I left my key so my 2005 Corolla could be appraised and was taken on a nonsensical tour of all the service bays and other rooms that accomplished nothing. We came back and I asked for my key for my car. “Well, Mike, let’s look at the deal…” By this point I had told them what I could afford for the car I was interested in, and asked for my key again. The manager comes down to talk to me (Without my friggen key) and wants to talk more. I’m fine with talking but enough of the foolishness and faux ransom. I told him one more time what I could afford. If he could do that, we got a deal. Because the theatrics took so long, it went dark and there was no longer anybody for him to talk to, and as result, he tells me he will contact me in the morning and on the FOURTH request surrenders my key.
I head home and begin the next day at my office, morning goes by, nothing. 2pm and the guy who was going to call me “in the morning” didn’t specify as to which one he was referring to is off, but he told the guy who is on duty.
The original sales rep calls up with an offer. It bares no passing resemblance to what was discussed the night before. I, by this time, have no problem being every bit the snide jerk back to them and in my best angry dad voice, remind them of where my line in the sand stood, the previous night’s best offer. The salesman, who had no idea about the car, say he’ll try “to work that miracle for me.”
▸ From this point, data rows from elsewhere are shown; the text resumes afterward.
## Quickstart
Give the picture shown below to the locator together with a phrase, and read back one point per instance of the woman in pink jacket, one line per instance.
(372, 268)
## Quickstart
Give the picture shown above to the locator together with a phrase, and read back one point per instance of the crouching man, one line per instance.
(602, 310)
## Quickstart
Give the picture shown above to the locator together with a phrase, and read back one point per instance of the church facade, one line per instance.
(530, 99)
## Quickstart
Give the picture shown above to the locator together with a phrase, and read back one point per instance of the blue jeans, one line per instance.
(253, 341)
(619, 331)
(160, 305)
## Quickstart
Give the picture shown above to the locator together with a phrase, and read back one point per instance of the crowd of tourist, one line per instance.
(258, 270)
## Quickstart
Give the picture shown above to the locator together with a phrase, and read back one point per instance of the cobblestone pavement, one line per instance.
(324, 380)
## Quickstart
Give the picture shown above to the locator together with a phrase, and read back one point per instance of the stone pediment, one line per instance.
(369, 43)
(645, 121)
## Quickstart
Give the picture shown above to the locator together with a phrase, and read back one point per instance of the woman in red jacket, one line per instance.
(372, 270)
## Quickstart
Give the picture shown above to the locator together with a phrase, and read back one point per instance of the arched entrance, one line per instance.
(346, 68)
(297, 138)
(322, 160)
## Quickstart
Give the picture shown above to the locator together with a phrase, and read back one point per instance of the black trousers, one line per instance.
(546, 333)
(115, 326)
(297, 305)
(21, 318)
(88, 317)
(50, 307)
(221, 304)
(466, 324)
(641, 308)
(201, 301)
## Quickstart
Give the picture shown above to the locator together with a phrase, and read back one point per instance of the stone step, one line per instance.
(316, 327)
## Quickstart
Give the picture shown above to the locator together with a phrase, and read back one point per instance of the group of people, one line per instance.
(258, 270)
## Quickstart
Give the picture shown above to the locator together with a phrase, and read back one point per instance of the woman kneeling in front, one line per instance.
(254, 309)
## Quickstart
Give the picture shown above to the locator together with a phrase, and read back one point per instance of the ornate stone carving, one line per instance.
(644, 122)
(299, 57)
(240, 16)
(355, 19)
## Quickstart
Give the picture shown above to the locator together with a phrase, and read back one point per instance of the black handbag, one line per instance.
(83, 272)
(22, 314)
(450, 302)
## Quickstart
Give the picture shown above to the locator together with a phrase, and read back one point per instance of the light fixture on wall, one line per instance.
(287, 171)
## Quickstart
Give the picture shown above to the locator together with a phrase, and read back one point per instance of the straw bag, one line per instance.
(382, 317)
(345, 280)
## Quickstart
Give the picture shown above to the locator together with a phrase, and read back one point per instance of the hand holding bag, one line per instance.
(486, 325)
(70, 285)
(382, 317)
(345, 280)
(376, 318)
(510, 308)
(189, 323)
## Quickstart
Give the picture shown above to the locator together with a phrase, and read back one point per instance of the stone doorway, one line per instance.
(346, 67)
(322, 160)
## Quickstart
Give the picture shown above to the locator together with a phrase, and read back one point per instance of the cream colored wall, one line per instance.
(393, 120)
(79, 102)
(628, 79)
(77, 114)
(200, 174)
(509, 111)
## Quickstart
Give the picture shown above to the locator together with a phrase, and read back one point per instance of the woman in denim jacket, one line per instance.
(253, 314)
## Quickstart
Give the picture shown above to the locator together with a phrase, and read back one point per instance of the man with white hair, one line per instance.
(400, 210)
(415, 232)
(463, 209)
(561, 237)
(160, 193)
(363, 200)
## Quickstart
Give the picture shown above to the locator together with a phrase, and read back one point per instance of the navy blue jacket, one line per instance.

“if I can complete that Hail Mary, can I call you?”
Yeah, sure, especially since we agreed to that LAST NIGHT!!
Now, he didn’t know the car, and that’s fine, you got a lot of em, it’s a lot to keep track of, but a little honesty. If you don’t know something, say so, don’t keep talking and let your voice trail off with every sentence. I’m not a rocket scientist, but my bullshit detector is running pretty high. I mean I’m a parent, I can tell when a tale is being woven, nearly told the guy to ask his mother.
Done, and done, but wait, there’s more.
We have to go talk about “accessories.” Again, don’t switch off the bullshit detector. Deal is done, but they want to know if I want an overpriced aftermarket remote starter, floormats, serial number etchings, etc.
Then I get to fill out the customer survey. I couldn’t do it without laughing. If you looked around the dealership, I expected to hear the Yakity Sax music from Benny Hill playing.
A good car and ultimately a good deal, but good thing the nonsense was affordable as there was lots of it.
It’s no wonder we all like cars, but nobody likes buying em.